Model Serving Concepts

Model Serving

Machine learning model serving refers to the process of deploying, managing, and exposing machine learning models for inference, allowing them to make predictions or classifications on new, unseen data. Once a machine learning model has been trained and fine-tuned on a specific task, serving involves making the model available for real-time or batch predictions in a production environment. This is a crucial step in the machine learning lifecycle, as it enables the integration of models into applications, systems, or services, allowing them to deliver value in real-world scenarios.

Key aspects of machine learning model serving include:

Deployment:

After training, a machine learning model needs to be deployed to an environment where it can be accessed for inference. This can be on-premises, in the cloud, or on edge devices, depending on the application’s requirements.

Scalability:

Model serving systems need to be scalable to handle varying levels of demand. This involves ensuring that the infrastructure can handle increased load and that the serving architecture is designed for efficiency and resource optimization.

Real-time Inference:

Many applications require real-time predictions, where the model responds to input data quickly. This is common in scenarios such as fraud detection, image recognition, and natural language processing.

Batch Inference:

In some cases, models need to process large batches of data in a more efficient, non-real-time manner. This is common in scenarios like data preprocessing, analytics, and large-scale data transformations.

Monitoring and Logging:

Model serving systems often include monitoring and logging functionalities to track the performance and health of deployed models. This includes metrics such as response time, error rates, and resource utilization.

Versioning:

It’s important to manage and version different iterations of a model. This allows for easy rollback in case of issues and facilitates A/B testing when deploying new models.

Security:

Ensuring the security of the deployed models is crucial. This involves controlling access to the models, encrypting communications, and protecting against potential attacks or adversarial inputs.

Integration:

Model serving systems need to integrate seamlessly with other components of the application or system architecture. This often involves using APIs (Application Programming Interfaces) to facilitate communication between the model and the rest of the application. Popular tools and frameworks for model serving include TensorFlow Serving, Flask, FastAPI, Amazon SageMaker, and TensorFlow Extended (TFX), among others. These tools provide solutions for deploying, managing, and scaling machine learning models in production environments.

Model Server Runtime

The terms "model server runtime" and "inference engine" are closely related in the context of deploying and serving machine learning models, but they refer to different components of the overall system.

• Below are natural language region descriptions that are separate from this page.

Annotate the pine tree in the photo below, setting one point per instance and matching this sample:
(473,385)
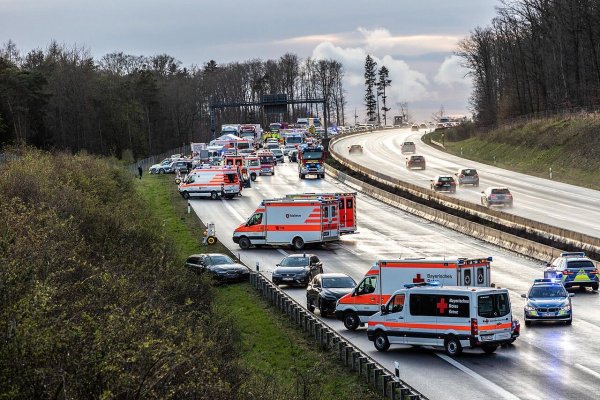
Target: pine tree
(370,102)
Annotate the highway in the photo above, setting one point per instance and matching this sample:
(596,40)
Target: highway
(551,361)
(554,203)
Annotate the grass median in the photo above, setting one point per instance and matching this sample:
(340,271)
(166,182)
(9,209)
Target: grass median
(281,361)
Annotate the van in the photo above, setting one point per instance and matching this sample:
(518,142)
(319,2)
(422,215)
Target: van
(451,317)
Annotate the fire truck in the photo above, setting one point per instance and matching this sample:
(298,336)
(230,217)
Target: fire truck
(387,276)
(211,181)
(311,161)
(293,222)
(347,207)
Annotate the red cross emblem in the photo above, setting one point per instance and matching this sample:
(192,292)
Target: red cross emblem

A model server runtime is the execution environment or platform where a trained machine learning model runs to make predictions or inferences. It is responsible for loading the model into memory, handling requests from clients, performing the inference, and returning the results. The runtime provides the necessary infrastructure for hosting the model, managing resources, and ensuring that the model’s predictions can be efficiently served in a production environment.

The model server runtime can be a part of a larger deployment framework or service that includes features such as scalability, versioning, monitoring, and security. Examples of model server runtimes include TensorFlow Serving, TorchServe, and ONNX Runtime. These runtimes support the deployment of models trained using popular machine learning frameworks and provide a standardized way to serve predictions over APIs (Application Programming Interfaces).

Inference Engine

An inference engine is a component responsible for executing the forward pass of a machine learning model to generate predictions based on input data. It is a crucial part of the model server runtime and is specifically designed for performing inference tasks efficiently. The inference engine takes care of optimizations, such as hardware acceleration and parallelization, to ensure that predictions are made quickly and with minimal resource utilization.

The inference engine may be integrated into the model server runtime or work alongside it, depending on the specific architecture. For example, TensorFlow Serving incorporates TensorFlow’s inference engine, and ONNX Runtime serves as both a runtime and an inference engine for models in the Open Neural Network Exchange (ONNX) format.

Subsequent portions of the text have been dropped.